Aufbruch zu einer neuen Projektreise: In den nächsten zehn Tagen werde ich einige von den Menschen treffen, die wir mit unserer Arbeit in Bangladesch erreichen. Wie sind ihre Lebensbedingungen? Welche Perspektiven haben sie und wie können wir sie bestmöglich unterstützen?
Zwischen Bangladesch und Deutschland liegen 8.000 Kilometer Flugstrecke. Einen ersten Eindruck davon, wie groß die Entfernung zwischen den beiden Ländern ist, bekomme ich beim Umsteigen in Dubai. Ich erkenne es an meinen Mitreisenden. War ich zwischen Düsseldorf und Dubai noch umringt von einer bunten Mischung aus Pauschaltouristen, Geschäftsreisenden, Weltenbummlern und Eltern mit Kindern aus aller Welt, verändert sich das Bild ab Dubai schlagartig. Als ich dort gegen ein Uhr nachts das Abflugterminal nach Dhaka erreiche, bin ich plötzlich – gefühlt und wahrscheinlich auch tatsächlich – die einzige Europäerin. Und: genau eine von vier Frauen.
Private Wareneinfuhr im großen Stil
In der dicht gefüllten Abflughalle warten bereits gut dreihundert Männer auf den Aufruf unserer Maschine nach Bangladesch. Die meisten tragen leichte Sportkleidung oder luftig lange Gewänder. Dennoch reisen sie mit schwerem Gepäck. Das wird mir spätestens am nächsten Morgen bei unserer Ankunft in Dhaka klar, als die Flughafenverwaltung in der Gepäckhalle extra ein zweites Förderband anlaufen lässt: nur so schaffen sie es, die unglaubliche Menge an Koffern, Beuteln und Taschen, unförmig verschnürten Pappkartons und Bündel aus zusammengeknoteten Bettlaken einigermaßen zügig zu ihren Besitzern zu bringen. Es sind Mitbringsel für die Familie zu Hause.

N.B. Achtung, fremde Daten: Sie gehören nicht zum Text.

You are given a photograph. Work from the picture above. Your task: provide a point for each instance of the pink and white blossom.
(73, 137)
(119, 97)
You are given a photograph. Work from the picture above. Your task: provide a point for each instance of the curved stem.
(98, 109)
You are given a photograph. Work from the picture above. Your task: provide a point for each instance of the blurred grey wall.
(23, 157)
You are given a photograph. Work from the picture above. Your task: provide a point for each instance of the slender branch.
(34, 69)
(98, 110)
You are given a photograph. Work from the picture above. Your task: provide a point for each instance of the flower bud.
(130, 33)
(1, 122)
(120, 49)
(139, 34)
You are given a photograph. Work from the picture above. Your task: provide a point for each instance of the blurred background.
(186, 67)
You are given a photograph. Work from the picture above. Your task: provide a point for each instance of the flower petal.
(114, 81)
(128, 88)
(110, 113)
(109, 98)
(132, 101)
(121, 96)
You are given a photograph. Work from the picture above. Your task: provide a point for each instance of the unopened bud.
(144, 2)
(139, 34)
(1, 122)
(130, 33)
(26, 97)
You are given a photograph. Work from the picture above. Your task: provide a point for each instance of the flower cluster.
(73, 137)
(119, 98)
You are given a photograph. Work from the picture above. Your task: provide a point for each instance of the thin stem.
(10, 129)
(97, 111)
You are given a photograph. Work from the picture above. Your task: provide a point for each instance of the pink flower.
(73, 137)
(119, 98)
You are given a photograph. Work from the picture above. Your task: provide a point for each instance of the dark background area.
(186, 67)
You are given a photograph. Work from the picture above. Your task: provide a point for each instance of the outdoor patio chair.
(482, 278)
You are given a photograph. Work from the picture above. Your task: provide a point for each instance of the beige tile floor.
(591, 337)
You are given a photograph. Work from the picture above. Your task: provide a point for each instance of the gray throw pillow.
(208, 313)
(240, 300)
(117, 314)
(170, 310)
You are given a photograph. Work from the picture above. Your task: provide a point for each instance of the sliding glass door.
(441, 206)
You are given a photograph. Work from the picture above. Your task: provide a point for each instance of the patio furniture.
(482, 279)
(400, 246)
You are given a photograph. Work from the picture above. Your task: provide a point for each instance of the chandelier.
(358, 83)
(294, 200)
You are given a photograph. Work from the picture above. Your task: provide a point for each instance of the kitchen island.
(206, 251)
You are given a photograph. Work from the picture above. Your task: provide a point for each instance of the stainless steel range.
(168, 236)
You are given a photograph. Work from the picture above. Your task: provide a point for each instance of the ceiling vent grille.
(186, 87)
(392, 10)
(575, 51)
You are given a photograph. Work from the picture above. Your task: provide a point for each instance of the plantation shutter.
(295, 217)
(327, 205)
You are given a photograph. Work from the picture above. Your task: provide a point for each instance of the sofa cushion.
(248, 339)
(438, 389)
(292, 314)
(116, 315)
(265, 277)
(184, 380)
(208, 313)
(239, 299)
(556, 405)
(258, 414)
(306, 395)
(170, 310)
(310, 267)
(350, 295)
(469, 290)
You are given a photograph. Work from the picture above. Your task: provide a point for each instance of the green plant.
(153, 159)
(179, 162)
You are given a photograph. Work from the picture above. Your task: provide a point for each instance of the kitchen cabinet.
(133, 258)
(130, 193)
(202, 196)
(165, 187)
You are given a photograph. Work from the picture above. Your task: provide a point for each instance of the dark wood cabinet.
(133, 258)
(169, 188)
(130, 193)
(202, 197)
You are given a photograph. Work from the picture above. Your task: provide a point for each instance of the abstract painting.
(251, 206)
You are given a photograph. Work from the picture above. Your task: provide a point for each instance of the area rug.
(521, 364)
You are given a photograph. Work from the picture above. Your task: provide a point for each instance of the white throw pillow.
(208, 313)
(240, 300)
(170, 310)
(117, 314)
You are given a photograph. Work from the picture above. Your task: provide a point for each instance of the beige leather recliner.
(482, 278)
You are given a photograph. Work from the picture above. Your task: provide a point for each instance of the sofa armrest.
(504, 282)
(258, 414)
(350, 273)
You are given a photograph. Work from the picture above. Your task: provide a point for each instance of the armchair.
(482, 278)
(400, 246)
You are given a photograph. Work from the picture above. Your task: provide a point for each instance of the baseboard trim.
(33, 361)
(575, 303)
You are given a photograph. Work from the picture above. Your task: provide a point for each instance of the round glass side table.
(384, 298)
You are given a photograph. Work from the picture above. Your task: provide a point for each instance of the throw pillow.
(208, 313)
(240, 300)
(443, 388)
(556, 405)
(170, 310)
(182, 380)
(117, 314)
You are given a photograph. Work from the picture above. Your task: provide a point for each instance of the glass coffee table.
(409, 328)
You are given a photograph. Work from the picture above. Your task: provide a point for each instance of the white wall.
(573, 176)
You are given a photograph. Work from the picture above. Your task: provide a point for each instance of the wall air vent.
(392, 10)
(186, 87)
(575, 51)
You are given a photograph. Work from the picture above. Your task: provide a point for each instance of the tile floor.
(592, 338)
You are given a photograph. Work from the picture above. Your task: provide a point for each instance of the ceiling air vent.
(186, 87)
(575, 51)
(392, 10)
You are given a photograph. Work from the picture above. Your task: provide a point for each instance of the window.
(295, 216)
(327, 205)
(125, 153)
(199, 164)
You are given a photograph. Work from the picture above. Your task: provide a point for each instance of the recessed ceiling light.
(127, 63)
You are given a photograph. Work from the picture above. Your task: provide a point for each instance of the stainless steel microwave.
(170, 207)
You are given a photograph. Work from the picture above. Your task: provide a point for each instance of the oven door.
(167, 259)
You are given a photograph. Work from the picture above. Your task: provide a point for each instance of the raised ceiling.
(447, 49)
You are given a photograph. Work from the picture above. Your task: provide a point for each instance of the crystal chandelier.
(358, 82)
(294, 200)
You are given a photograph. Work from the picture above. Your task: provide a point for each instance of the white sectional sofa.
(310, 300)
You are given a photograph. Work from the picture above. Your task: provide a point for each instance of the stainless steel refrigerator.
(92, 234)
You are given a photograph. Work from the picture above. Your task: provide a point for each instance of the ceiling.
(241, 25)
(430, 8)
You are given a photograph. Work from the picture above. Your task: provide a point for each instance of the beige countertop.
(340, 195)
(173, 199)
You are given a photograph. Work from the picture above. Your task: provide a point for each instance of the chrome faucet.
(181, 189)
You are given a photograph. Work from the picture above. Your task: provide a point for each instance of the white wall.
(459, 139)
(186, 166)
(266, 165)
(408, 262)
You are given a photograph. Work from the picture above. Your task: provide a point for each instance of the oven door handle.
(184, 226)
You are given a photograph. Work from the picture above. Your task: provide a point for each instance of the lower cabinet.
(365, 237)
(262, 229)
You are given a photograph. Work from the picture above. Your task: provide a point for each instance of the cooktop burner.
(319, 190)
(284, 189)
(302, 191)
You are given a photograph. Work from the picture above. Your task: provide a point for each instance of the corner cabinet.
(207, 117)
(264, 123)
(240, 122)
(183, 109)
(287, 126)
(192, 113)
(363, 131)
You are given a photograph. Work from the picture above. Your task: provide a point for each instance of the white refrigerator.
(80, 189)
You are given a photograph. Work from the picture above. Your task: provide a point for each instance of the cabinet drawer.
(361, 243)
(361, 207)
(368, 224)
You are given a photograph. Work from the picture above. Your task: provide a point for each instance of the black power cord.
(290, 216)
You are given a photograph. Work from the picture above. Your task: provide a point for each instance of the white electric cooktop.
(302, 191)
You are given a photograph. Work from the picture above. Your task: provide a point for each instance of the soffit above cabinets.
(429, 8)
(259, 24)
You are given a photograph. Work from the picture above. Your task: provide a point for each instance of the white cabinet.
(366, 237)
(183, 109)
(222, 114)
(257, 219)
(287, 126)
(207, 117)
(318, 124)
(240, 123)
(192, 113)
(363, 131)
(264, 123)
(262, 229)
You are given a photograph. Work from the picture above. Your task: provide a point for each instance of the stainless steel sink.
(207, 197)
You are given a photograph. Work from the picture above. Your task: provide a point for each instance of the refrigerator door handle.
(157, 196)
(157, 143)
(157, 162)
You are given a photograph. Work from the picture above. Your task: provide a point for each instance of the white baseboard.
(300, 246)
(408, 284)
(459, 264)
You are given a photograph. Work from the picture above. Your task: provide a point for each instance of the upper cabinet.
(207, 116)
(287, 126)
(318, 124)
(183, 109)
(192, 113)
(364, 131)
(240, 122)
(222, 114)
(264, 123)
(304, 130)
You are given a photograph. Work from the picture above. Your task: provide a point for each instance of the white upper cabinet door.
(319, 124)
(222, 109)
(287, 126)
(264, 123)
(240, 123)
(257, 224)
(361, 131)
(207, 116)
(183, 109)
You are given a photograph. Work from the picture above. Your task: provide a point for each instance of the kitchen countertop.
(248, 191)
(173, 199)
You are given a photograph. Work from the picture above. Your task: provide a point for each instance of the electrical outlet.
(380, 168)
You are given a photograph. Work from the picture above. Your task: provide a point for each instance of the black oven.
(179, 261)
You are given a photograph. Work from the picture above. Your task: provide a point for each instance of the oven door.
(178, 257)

Geschätzte acht Millionen Staatsbürgerinnen und Staatsbürger aus Bangladesch arbeiten im Ausland. Arbeitsmigration – vor allem in die Golfstaaten – ist für viele Menschen in Bangladesch eine Strategie, um mit Überbevölkerung und dem gesättigten Arbeitsmarkt umzugehen. Gleichzeitig sind Rücküberweisungen eine wichtige Einkommensquelle.
Niemand kommt mit leeren Händen
Auf dem Gepäckband am Flughafen fährt jetzt all die wertvolle Fracht an mir vorbei, die mit dem Lohn monatelanger Arbeit auf einer Baustelle, im Hotelgewerbe oder auf einem Containerschiff erworben wurde: Fernseher und Computerbildschirme, Haushaltswaren und Spielzeug.
Die Einreiseprozedur ist langwierig und nicht auf Touristen ausgerichtet. Ich bin froh, dass die Fragen auf dem Zollformular neben Bengali auch auf Englisch gestellt sind. Auf einer umfangreichen Liste soll ich detailliert ankreuzen, ob ich mehr als eines der folgenden Güter mit mir führe: Waschmaschine, Trockner, Herd, Telefon, Feuerlöscher, Staubsauger, Waffen und Munition, Gold und Edelsteine. Wahrheitsgemäß kann ich jedes Mal ein „Nein“ ankreuzen.
Bangladesch heißt: viele Menschen, wenig Raum
Und dann bin ich angekommen. In dem Land, das so klein ist, dass es gerade einmal die Fläche von Bayern, Baden-Württemberg und der Schweiz umfasst. Und in dem dennoch so viele Menschen leben, dass es weltweit nur acht Länder mit einer höheren Bevölkerungszahl gibt. Das macht Bangladesch zu dem am dichtesten besiedelten Flächenstaat der Welt mit 1.111 Einwohnern pro Quadratkilometer.
Einigen von ihnen werde ich in den nächsten Tagen bei Kindernothilfe-Projekten begegnen. Darunter auch denjenigen, die erst seit zwei Jahren in Bangladesch leben: Männern, vor allem aber Frauen und Kindern der Rohingya aus Myanmar. Als muslimische Minderheit leiden sie dort schon seit Jahrzehnten unter Diskriminierung und extremer Armut. Nach massiven Gewaltausbrüchen und Verfolgung Ende August 2017 flohen sie ins benachbarte Bangladesch. Hier entstand im Distrikt Cox´s Bazar innerhalb kürzester Zeit das größte Flüchtlingscamp der Welt mit über einer Million Menschen. Sie sind mein Ziel für morgen.